Cognitive Dissonance in Classrooms and Other Learning Environments:
According to Leon Festinger, who proposed the theory, Cognitive dissonance may arise due to two or more conflicting cognitions (thoughts.) Such dissonance is often experienced in adult-learning classrooms where the learners come in with prior knowledge that may oppose the new knowledge that they encounter in the class. This could happen because 1. the inaccuracy of prior learning, and 2. the differences in context.
1. Cognitive Dissonance due to Inaccuracies in Prior Learning:
For a multitude of reasons, there might be inaccuracies in the prior knowledge that is embedded in the learner’s schema. One of the main reasons is layering of information in the schema. Something learned long-back gets muddied through new information of various kinds (new experiences, new beliefs, etc.) When the trainer provides new information, it conflicts with the existing information and creates dissonance. This dissonance can lead the learner to either switch-off (“the trainer doesn’t know…why should I listen to her,”) or renege (“why the heck should I waste my time in this class, when the trainer doesn’t know.”) In the first case, you lose one learner’s attention; in the second, the effect propagates and you lose the attention of more than one learner.
This sort of Cognitive Dissonance is nearly impossible to predict.
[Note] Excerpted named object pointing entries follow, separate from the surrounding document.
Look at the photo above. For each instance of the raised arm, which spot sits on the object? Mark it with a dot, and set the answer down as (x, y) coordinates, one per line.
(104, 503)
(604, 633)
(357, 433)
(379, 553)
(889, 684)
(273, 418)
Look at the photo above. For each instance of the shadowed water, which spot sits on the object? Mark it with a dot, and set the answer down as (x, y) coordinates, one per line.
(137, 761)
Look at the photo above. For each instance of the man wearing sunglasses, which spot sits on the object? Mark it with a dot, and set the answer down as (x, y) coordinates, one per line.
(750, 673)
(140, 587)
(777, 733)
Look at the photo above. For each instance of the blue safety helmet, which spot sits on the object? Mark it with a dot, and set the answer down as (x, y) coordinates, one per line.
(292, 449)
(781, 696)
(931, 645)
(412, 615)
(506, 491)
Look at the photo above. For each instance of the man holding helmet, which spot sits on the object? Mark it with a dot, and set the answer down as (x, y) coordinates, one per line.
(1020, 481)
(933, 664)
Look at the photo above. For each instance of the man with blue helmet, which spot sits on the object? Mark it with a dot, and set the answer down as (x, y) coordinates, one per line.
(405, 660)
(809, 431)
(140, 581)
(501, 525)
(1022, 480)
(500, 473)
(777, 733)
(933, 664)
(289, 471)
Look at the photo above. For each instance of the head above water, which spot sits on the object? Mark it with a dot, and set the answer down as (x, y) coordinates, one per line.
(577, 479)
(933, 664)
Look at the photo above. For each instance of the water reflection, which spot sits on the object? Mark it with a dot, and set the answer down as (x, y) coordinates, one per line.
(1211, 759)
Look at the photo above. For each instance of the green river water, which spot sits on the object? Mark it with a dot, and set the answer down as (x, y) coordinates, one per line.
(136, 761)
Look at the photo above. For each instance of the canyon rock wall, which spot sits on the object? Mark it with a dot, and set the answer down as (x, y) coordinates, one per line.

While in an on-ground session for a small group, you can watch the learners for signs of dissonance and then handle their dissonance individually; in online learning programs, you cannot handle the issue post-dissonance (there’s no possible way in which you can learn whether the learner is experiencing some sort of dissonance) so you must attempt to pre-empt it. One of the ways to pre-empt it is to cite credible sources for the new information. The more the learner trusts your intent and content, the more he or she is likely to accept the new information as valid – thus reducing the possibility of dissonance.
2. Cognitive Dissonance due to Contextual Differences:
When the prior learning was obtained in a different context than the current one, cognitive dissonance may occur in the learner’s mind.
An example that readily leaps to my mind is from my Instructional Design Training Programs. Usually, in a group of six to eight participants, at least one participant has a background in marketing/sales. When I start the topic “Characteristics of good Objective,” this participant assumes that I’ll be talking about SMART objectives. However, when I start talking about the three important characteristics of an objective as given by Dr. Robert Mager (Criterion-referenced Instruction – CRI), I see furrowed eyebrows and feel the vibes of cognitive dissonance. Then I mention that those with marketing and sales background would be thinking of SMART, but here the context has changed, and in the context of learning a different set of characteristics gain prominence, the furrows clear.
As you can see from the example, such cognitive dissonance can be forecast well in advance (especially if you’ve been careful and studied the audience profile properly,) and because you can see ahead, you can also be prepared (please refer to example above.) The online programs too can benefit from this strategy as it’s characteristically pre-emptive.
For Trainers/Online Facilitators: Have you experienced cognitive dissonance in your classroom/online programs? How did you handle it? If you were to encounter it in one of your trainings now, how will you handle it?
For Online Content Developers and Instructional Designers: In your past content-design and development assignments, did you project cognitive dissonance and tried mitigating it?
Write your reflections and thoughts in your notebook.